Updated on October 8, 2012


Copper is a chemical element (Cu) and a ductile metal with both high thermal and electrical conductivity. It has a myriad of uses including, electrical use, piping, heatsinks, musical instruments, structures and much more. However, 95% of all the copper available to be mined has already been done. Even though we recycle copper, it remains a finite resource on this planet. Anything finite means that the price of the metal can only go up as demands and consumption rise.

Not only has there been a dwindling amount of this resource, but as well as lack of skilled laborers and engineers willing to do the onerous job of mining the copper. Production for many companies like “Freeport-Mcmoran copper & gold” and “Xstrata PLC” fell by as much as 5% back in 2010

With copper prices slowly increasing steadily over the years it’s no wonder it has become a popular hobby among investors to hoard pennies and other copper materials.

Copper hoarding has become two-face in the investment business: a safe haven for those anticipating the awaited economic collapse that seems only around the corner and those looking to make a nice profit when pennies will no longer be legal tender and melting will be permissible. At the end of 2012 Canada will be phasing out the penny because it costs half a cent more to produce the penny, meaning the government has been losing millions in production costs over the years.

For American pennies, anything pre-1982 will be 95% copper whereas Canadian pennies can be pre-1996. Currently (2012) an American 1982 penny is worth 2.5 cents. It may not seem like much, but don’t underestimate the power of a hoarding.
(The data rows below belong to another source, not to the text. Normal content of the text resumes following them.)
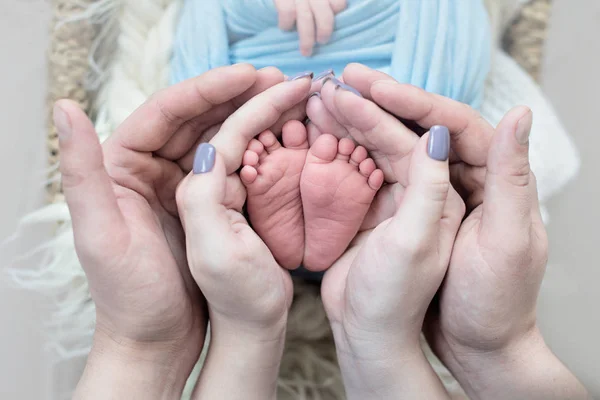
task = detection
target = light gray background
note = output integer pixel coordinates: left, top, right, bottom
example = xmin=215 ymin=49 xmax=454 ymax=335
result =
xmin=0 ymin=0 xmax=600 ymax=399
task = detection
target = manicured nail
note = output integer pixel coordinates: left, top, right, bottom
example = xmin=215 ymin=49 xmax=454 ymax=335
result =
xmin=427 ymin=125 xmax=450 ymax=161
xmin=53 ymin=105 xmax=73 ymax=140
xmin=323 ymin=76 xmax=362 ymax=98
xmin=313 ymin=69 xmax=335 ymax=82
xmin=194 ymin=143 xmax=217 ymax=175
xmin=515 ymin=110 xmax=533 ymax=146
xmin=287 ymin=71 xmax=315 ymax=81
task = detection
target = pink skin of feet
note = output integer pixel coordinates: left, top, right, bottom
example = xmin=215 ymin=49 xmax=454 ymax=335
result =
xmin=240 ymin=121 xmax=383 ymax=271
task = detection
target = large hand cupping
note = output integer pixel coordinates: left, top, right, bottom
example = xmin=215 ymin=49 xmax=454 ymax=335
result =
xmin=55 ymin=65 xmax=302 ymax=398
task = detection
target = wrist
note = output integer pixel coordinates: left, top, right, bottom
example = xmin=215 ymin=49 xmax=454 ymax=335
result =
xmin=74 ymin=330 xmax=204 ymax=399
xmin=193 ymin=320 xmax=285 ymax=400
xmin=447 ymin=327 xmax=588 ymax=399
xmin=332 ymin=325 xmax=449 ymax=399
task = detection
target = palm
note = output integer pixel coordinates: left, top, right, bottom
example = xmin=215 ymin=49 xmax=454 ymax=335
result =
xmin=92 ymin=187 xmax=203 ymax=340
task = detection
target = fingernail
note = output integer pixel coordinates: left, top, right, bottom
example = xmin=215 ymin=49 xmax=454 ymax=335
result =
xmin=313 ymin=69 xmax=335 ymax=82
xmin=287 ymin=71 xmax=315 ymax=81
xmin=53 ymin=105 xmax=73 ymax=140
xmin=427 ymin=125 xmax=450 ymax=161
xmin=515 ymin=110 xmax=533 ymax=146
xmin=323 ymin=76 xmax=362 ymax=98
xmin=194 ymin=143 xmax=217 ymax=175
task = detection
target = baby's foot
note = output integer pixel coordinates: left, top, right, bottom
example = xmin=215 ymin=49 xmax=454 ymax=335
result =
xmin=300 ymin=134 xmax=383 ymax=271
xmin=240 ymin=121 xmax=308 ymax=269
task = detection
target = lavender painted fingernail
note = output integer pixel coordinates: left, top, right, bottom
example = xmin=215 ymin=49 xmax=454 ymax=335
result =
xmin=323 ymin=76 xmax=363 ymax=98
xmin=194 ymin=143 xmax=217 ymax=175
xmin=427 ymin=125 xmax=450 ymax=161
xmin=313 ymin=69 xmax=335 ymax=82
xmin=287 ymin=71 xmax=315 ymax=81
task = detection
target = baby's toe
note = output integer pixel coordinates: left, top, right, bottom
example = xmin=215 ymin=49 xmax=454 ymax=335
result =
xmin=282 ymin=121 xmax=308 ymax=150
xmin=310 ymin=134 xmax=338 ymax=162
xmin=258 ymin=131 xmax=281 ymax=154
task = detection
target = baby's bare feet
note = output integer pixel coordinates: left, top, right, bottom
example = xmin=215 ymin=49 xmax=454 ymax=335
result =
xmin=240 ymin=121 xmax=308 ymax=269
xmin=300 ymin=134 xmax=383 ymax=271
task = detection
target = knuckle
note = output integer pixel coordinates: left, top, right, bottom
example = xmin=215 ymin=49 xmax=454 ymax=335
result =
xmin=423 ymin=179 xmax=450 ymax=202
xmin=61 ymin=170 xmax=86 ymax=190
xmin=148 ymin=91 xmax=185 ymax=125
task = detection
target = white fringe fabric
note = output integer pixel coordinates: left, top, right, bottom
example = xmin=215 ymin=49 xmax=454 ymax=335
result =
xmin=3 ymin=0 xmax=579 ymax=400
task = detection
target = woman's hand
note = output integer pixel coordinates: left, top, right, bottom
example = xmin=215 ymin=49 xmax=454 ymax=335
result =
xmin=177 ymin=75 xmax=311 ymax=400
xmin=426 ymin=107 xmax=588 ymax=399
xmin=274 ymin=0 xmax=346 ymax=57
xmin=55 ymin=65 xmax=290 ymax=398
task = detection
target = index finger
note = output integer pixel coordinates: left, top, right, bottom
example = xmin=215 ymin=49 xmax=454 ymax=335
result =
xmin=344 ymin=64 xmax=495 ymax=167
xmin=210 ymin=75 xmax=312 ymax=175
xmin=112 ymin=64 xmax=257 ymax=152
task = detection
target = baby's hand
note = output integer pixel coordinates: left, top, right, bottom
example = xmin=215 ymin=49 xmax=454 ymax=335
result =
xmin=274 ymin=0 xmax=346 ymax=57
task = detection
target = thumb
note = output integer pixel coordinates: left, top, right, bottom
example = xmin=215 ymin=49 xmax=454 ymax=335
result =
xmin=482 ymin=107 xmax=537 ymax=237
xmin=54 ymin=100 xmax=126 ymax=247
xmin=177 ymin=143 xmax=237 ymax=262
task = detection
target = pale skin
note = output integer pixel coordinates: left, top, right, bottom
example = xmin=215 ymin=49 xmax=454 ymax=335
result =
xmin=308 ymin=65 xmax=590 ymax=399
xmin=57 ymin=61 xmax=585 ymax=398
xmin=55 ymin=65 xmax=310 ymax=399
xmin=274 ymin=0 xmax=347 ymax=57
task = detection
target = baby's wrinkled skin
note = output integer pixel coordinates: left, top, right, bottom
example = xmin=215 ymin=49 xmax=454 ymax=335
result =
xmin=273 ymin=0 xmax=346 ymax=57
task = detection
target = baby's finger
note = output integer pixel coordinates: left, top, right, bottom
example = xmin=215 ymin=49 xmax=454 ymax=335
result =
xmin=310 ymin=0 xmax=335 ymax=44
xmin=177 ymin=143 xmax=235 ymax=266
xmin=296 ymin=0 xmax=316 ymax=57
xmin=275 ymin=0 xmax=296 ymax=31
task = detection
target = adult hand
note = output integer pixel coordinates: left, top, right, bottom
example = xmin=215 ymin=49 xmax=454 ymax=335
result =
xmin=177 ymin=75 xmax=311 ymax=400
xmin=55 ymin=65 xmax=290 ymax=398
xmin=426 ymin=107 xmax=588 ymax=399
xmin=309 ymin=73 xmax=464 ymax=398
xmin=274 ymin=0 xmax=346 ymax=57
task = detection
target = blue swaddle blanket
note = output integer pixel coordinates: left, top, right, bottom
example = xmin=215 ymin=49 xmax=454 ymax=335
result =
xmin=171 ymin=0 xmax=491 ymax=108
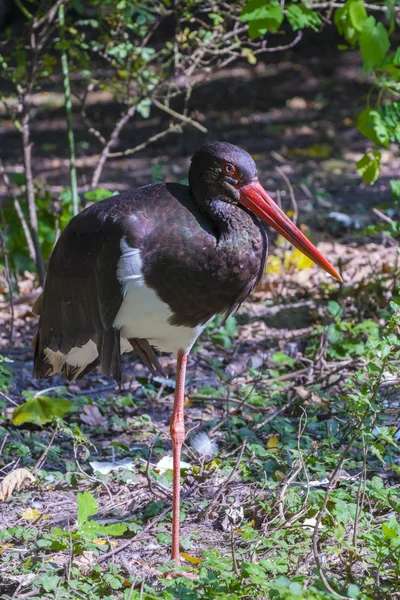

You can be assured that as long as copper is continued to be used as material and inflation continues, then the price of copper only has one place to go, up!

However, the counter-argument to this potentially silly investment is that you aren’t actually allowed to melt the pennies for their copper value because it’s illegal. This was the common saying back in the day, but as you can see – Canada is phasing out the penny – that melting the penny will be legal and profitable

The best tip for anyone looking to start their own hoard is to just start hoarding.

Grab them from the ground, your couch, your parents etc.. Look for pennies anywhere and everywhere-- each one counts. To me it's an easy investment opportunity and I believe it's always good to cycle your money in to multiple investments; keep your fingers in many pots at once.


happy hunting.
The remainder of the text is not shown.